Sberbank’s Competition asks to predict prices in Moscow’s volatilize housing market.
The dataset consists of about 30,000 transactions, with almost 300 features (e.g. square footage, number of floors, vicinity to schools, workplaces, factories, etc.), as well as macroeconomic information such as currency exchange rates, income per capita, and average rental values.
An exploratory data analysis revealed that the correlation matrix exhibited the presence of several blocks of redundant, non-orthogonal features, which could be merged together to reduce dimensionality without substantial loss of information. Likewise, an inspection of macroeconomic data showed that very few of those features were relevant to price prediction.
A close examination of the housing price distribution showed that although the majority of prices followed a Gaussian-like distribution, there were prominent spikes at 1, 2, and 3 million rubles. The reasons for this were unclear. A deeper inspection into other features revealed severe data quality issues. There were numerous missing values, inconsistencies, and cases of either errors or outright fraud in the market.
My initial approach involved various models (such as regularized linear regression, random forests, and gradient-boosted decision trees) with preprocessing in the form of data imputation, dimensionality reduction, standardization, and scaling.
I removed extreme outliers, dropped features with mostly missing values, and filled in other missing values with corresponding median or modal values. Text-based features were converted to ordinal features or non-ordinal dummy variables. Highly uncorrelated variables were removed. Highly skewed variables were log-normalized.

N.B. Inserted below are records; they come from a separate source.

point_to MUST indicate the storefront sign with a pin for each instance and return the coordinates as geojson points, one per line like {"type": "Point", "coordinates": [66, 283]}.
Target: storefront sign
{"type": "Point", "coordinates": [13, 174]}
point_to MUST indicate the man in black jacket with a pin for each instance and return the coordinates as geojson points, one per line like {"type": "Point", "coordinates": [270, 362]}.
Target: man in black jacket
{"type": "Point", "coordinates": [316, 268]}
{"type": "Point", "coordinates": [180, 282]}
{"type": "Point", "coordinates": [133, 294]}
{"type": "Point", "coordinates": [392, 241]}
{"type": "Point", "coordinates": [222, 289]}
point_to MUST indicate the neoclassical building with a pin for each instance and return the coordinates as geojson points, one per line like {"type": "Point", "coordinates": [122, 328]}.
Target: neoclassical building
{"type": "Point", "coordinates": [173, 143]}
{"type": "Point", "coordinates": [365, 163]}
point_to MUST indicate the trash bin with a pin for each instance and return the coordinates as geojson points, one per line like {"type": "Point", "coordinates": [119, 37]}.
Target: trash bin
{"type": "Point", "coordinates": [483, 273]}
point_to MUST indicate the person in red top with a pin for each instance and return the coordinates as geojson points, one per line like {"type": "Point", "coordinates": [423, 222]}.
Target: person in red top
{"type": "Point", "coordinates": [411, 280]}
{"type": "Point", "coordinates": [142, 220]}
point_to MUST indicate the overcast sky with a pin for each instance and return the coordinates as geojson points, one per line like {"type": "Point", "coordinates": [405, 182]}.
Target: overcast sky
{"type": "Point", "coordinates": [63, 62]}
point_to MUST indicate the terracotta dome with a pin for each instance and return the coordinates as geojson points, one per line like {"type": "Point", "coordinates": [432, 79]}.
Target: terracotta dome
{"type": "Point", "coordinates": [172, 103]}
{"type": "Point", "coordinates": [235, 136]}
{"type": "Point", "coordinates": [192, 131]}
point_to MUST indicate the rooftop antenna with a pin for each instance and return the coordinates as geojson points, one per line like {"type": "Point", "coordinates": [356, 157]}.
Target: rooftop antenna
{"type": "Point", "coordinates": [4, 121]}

Examination of predicted vs. measured plots and residual distribution plots showed the 1M, 2M, 3M spikes causing deep problems. To alleviate the issue I tried several solutions. In one approach I dropped the problematic prices and replaced their values with those determined by the MICE algorithm. In another approach, I separated the problematic data points into a separate data set, trained an initial classifier on the clean data, predicted the values of the “dirty” data set, and then retrained a classifier on the new data set.
This approach, combination with merging of several other models, was enough to get me in 302 out of 3274, a bronze model!